Mass Media vs Propaganda in EaP Region

On May 19-20, the First Media Conference of Eastern Partnership countries took place in Riga, attended by almost 400 delegates from the region.


Ex-chairperson of BAJ Zhanna Litvina and currently chairperson of BAJ Andrei Bastunets took place in the forum. The official Minsk was presented by Yury Biabeshka, a representative of the Information Ministry of Belarus.

A special panel was dedicated to the situation of mass media in post-Soviet states, the discussion titled “Resilient Media – Ensuring the Right to Balanced, Factual and Reliable Information”.

Maryja Savushkina made a gist from the discussion for BAJ, outlining the main issues bothering media and institutions in EaP countries.



The notion belonging to the past has returned to the actual discourse. Propaganda and its presence today is not simply a fact to face, it is a real threat. Participants of the media conference unanimously admitted that the Russian media space has been contaminated by the disease. The appearance of the communicative monster and the Kremlin’s play without the rules means weakening of media roles, loss of trust to mass media, shortage of true information on air, disorientation of audiences in the whole region of Eastern Europe, Central Asia, Baltic states and wherever the Russian TV broadcasts.

What is propaganda and what are its threats? According to common definition, propaganda is a form of communication that is not objective and used to influence audiences and form the agenda. In most cases, the term has negative connotation and associates with manipulation. How to single out propaganda? First, by selective representation of facts, false information and omission of information. Propagandist statements on air are aimed for emotional, not rational response.


Dunja Mijatović, the OSCE Representative on Freedom of the Media, spoke of the situation in EaP countries the following way: the future does not bear hopes for changing the situation. All what we see is a direct ugly effect of propaganda. Why we think things should improve? The picture is not pink. We should think what we can do, she said.

At the media conferences in Riga, it’s been many times reiterated that the best weapon against propaganda is professional work. Colleagues and media experts warned against standing on the way of counterpropaganda, which is appealing and effective, but leads to a dead-end, from the professional point of view.

Local media

(NB! correction on the source) Russian media have one more specific: the Russian TV offers not only news, but also their view on local events. “Meantime local media do not speak about local events in their national languages, but argue with propaganda,” she underlined. To argue with propaganda and use the Russian language for this is a slippery path for media in the EaP region. Experts think mass media can resist propaganda effectively using national languages and their authority in local communities.
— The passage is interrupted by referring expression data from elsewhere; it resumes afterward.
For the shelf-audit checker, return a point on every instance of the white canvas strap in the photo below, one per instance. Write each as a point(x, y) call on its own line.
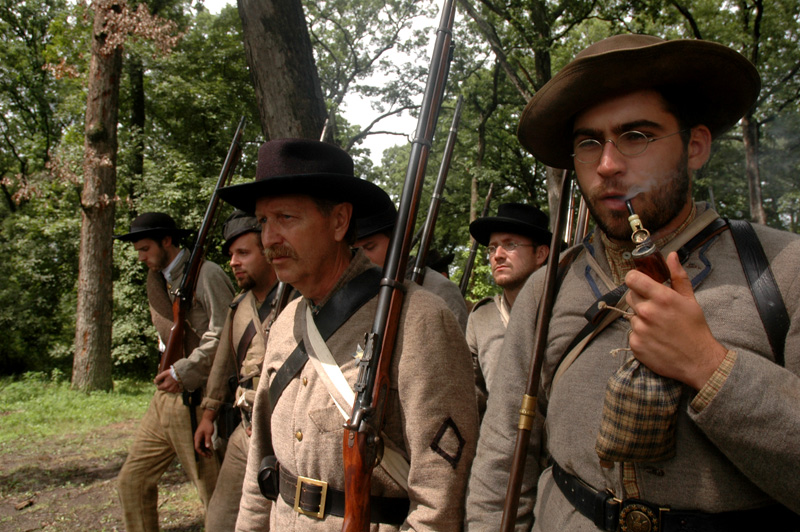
point(343, 396)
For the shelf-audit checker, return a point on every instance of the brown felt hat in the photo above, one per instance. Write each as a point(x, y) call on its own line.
point(720, 83)
point(308, 167)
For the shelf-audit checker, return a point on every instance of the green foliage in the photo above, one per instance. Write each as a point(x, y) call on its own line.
point(41, 405)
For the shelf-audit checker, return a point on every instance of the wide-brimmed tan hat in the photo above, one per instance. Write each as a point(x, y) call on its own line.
point(720, 83)
point(302, 166)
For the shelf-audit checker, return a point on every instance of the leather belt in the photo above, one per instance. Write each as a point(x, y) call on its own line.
point(314, 498)
point(633, 515)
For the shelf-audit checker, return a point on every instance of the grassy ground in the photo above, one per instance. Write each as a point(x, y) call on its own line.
point(61, 450)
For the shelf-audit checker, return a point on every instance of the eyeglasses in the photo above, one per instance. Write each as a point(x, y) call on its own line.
point(629, 144)
point(508, 246)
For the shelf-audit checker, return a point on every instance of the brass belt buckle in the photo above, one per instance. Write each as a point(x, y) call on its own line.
point(639, 517)
point(314, 482)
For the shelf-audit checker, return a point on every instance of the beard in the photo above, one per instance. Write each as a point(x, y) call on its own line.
point(656, 208)
point(246, 282)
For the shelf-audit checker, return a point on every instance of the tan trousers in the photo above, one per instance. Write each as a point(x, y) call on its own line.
point(224, 506)
point(164, 433)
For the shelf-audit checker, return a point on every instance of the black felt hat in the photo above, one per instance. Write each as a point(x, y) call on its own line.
point(153, 225)
point(237, 224)
point(516, 218)
point(308, 167)
point(382, 219)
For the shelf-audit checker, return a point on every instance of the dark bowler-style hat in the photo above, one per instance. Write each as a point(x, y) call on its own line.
point(516, 218)
point(718, 84)
point(237, 224)
point(308, 167)
point(152, 225)
point(382, 219)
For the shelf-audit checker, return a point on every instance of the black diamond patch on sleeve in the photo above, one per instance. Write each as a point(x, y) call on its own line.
point(448, 442)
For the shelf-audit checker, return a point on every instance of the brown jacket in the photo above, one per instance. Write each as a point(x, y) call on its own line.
point(432, 389)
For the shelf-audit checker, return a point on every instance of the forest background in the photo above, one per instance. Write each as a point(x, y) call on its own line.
point(184, 77)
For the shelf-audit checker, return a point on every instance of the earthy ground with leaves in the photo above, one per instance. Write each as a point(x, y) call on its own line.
point(67, 482)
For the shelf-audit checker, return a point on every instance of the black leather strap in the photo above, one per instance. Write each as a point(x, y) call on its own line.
point(343, 304)
point(388, 510)
point(604, 510)
point(769, 301)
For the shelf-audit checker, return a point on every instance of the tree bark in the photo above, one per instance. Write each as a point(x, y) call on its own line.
point(750, 138)
point(279, 54)
point(91, 369)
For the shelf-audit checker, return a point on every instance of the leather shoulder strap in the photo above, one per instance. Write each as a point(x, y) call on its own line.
point(339, 308)
point(766, 294)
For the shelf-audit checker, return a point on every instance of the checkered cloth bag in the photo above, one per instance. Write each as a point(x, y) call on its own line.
point(639, 416)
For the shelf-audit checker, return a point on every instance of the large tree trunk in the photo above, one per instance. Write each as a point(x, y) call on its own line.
point(91, 369)
point(750, 138)
point(279, 54)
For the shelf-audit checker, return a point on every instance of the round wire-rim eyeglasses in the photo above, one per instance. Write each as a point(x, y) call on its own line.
point(629, 144)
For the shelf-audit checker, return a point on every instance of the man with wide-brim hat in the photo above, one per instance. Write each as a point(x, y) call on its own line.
point(305, 198)
point(517, 243)
point(373, 234)
point(165, 431)
point(638, 411)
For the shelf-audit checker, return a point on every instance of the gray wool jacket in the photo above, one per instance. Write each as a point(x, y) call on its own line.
point(431, 415)
point(741, 451)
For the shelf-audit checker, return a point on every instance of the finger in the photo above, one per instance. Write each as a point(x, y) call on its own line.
point(679, 277)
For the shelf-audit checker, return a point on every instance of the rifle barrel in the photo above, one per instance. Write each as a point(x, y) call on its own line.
point(528, 409)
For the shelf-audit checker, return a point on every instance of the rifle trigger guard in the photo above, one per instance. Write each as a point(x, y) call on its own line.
point(393, 284)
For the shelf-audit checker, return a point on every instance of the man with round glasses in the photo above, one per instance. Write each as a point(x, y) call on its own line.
point(661, 407)
point(517, 243)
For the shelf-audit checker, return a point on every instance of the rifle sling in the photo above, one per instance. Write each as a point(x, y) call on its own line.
point(595, 315)
point(339, 308)
point(766, 294)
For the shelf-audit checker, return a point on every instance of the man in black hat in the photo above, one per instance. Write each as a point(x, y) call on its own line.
point(685, 415)
point(517, 243)
point(373, 234)
point(166, 431)
point(237, 366)
point(305, 196)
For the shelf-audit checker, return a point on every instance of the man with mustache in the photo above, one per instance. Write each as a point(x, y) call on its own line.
point(518, 243)
point(306, 197)
point(166, 431)
point(684, 415)
point(237, 366)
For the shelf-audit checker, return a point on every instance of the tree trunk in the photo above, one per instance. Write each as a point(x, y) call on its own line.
point(279, 54)
point(91, 369)
point(750, 138)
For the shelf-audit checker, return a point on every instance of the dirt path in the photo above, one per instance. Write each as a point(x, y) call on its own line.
point(68, 484)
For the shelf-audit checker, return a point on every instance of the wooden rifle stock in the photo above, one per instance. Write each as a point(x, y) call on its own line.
point(418, 275)
point(362, 442)
point(183, 297)
point(473, 253)
point(528, 409)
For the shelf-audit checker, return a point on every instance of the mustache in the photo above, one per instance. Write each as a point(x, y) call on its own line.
point(278, 251)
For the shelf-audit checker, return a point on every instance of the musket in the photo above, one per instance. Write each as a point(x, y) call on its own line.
point(418, 274)
point(362, 442)
point(474, 251)
point(527, 411)
point(183, 297)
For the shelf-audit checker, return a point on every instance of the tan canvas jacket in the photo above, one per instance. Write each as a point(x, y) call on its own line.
point(741, 451)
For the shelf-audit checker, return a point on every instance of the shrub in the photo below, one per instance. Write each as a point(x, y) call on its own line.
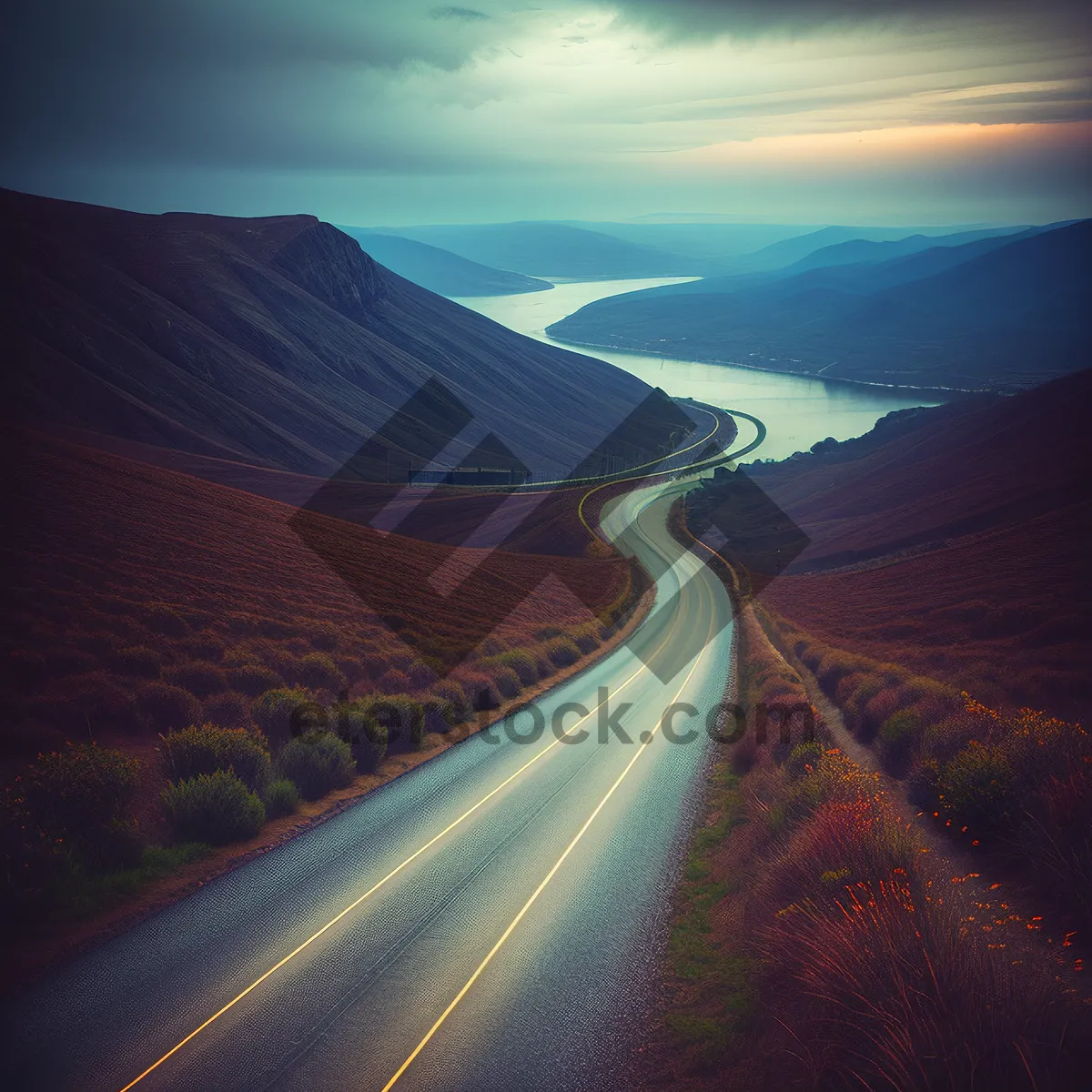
point(66, 660)
point(285, 713)
point(507, 681)
point(276, 628)
point(319, 672)
point(976, 786)
point(521, 662)
point(282, 798)
point(402, 716)
point(561, 651)
point(481, 692)
point(922, 785)
point(232, 710)
point(317, 763)
point(803, 759)
point(205, 647)
point(82, 703)
point(212, 807)
point(241, 658)
point(164, 620)
point(323, 636)
point(206, 748)
point(164, 707)
point(136, 660)
point(80, 795)
point(456, 705)
point(393, 681)
point(200, 678)
point(896, 738)
point(355, 724)
point(252, 680)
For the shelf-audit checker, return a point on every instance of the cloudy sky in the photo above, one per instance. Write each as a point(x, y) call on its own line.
point(905, 112)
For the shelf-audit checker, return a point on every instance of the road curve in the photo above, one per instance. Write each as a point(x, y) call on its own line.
point(491, 920)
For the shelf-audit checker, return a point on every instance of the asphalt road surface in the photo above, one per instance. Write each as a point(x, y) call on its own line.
point(491, 920)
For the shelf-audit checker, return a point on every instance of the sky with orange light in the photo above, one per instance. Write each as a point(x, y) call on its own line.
point(370, 113)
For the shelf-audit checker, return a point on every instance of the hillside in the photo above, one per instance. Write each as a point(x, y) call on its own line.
point(1009, 316)
point(953, 541)
point(137, 596)
point(440, 271)
point(552, 250)
point(273, 341)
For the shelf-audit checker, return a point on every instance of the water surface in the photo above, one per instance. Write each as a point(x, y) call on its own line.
point(797, 410)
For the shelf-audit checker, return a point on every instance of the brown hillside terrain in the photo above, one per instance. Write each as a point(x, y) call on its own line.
point(956, 549)
point(278, 341)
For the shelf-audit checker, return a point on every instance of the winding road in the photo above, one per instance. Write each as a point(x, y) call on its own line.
point(494, 918)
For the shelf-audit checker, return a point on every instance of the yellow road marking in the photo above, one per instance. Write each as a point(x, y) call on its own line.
point(519, 917)
point(394, 872)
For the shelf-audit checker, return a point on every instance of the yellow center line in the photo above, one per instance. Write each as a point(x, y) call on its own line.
point(642, 467)
point(550, 876)
point(394, 872)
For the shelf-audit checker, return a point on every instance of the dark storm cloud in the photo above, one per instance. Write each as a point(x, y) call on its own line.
point(765, 17)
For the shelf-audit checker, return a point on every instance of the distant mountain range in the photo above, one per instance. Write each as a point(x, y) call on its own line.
point(996, 311)
point(440, 271)
point(274, 341)
point(593, 250)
In all, competitiveness of mass media in small national languages is increasing, underlined Dace Melbārde, the Minister of Culture of Latvia. She thinks the role of local media should be re-estimated, more attention should be paid to them.
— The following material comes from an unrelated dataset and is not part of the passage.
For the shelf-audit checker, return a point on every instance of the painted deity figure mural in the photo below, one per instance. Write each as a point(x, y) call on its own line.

Correction on the source: Tatsiana Repkova The factors impacting on the development of professional media in EaP countries (slideshare)

Trust to mass media

Oksana Romaniuk, executive director of the Independent Mass Media Institute, Ukraine, said that trust to mass media has been very much undermined by the fact that media belong to oligarchs. Meantime, the role of local media increases, as well as of non-profit journalistic projects, like, like never before. Audiences trust those projects without commercial goals, working for the public good only. She underlined that more trust will be paid to broadcasters organized according to the principle of a public broadcasters, and any media with transparent ownership structure. In all, increasing trust correlates with lowering media’s dependence on their owners.

Media literacy

Audiences without “vaccination” against propaganda and unprofessional media work become weak, disoriented and easily manipulated. Media literacy is one of the tools of such “vaccination”. Some EU countries adopt courses on media literacy in schools, to teach basic rules and principles of journalistic work, to speak about the role of mass media in a democratic society.


Zhanna Litvina, who headed BAJ from 1995 to 2015, spoke at the conference in Riga outlining complicated conditions for Belarusian journalists. These are prosecution and pressure through courts, fines for work, problems with accreditation, lack of critical thinking of audiences of Russian mass media that have been rooted in Belarus for quite a long time.

The representative of the Information Ministry Yury Biabeshka said his word in response to Zhanna’s statements. The official representative argued that “mass media legislation in Belarus develops according to national peculiarities.”

The argument did not find a lot of support among the audience. “To make a media space really free and corresponding to democratic standards, civil society organizations of Armenia suggested closing the Ministry of Information, which was done,”  said Boris Navasardyan, head of the Yerevan Press Club.


An answer to Kremlin

At the media conference, a research on Russian language mass media in EaP countries was presented. The research, held by the European Foundation for Democracy, frevealed that TV has stayed a dominating information and news resource for Russian-speaking audiences of EaP countries, also in Baltic states, Central Asia, and in Russia itself. The research authors offered some forecasts and recommendations, find them here, the final variant of the report is expected in June, 2015.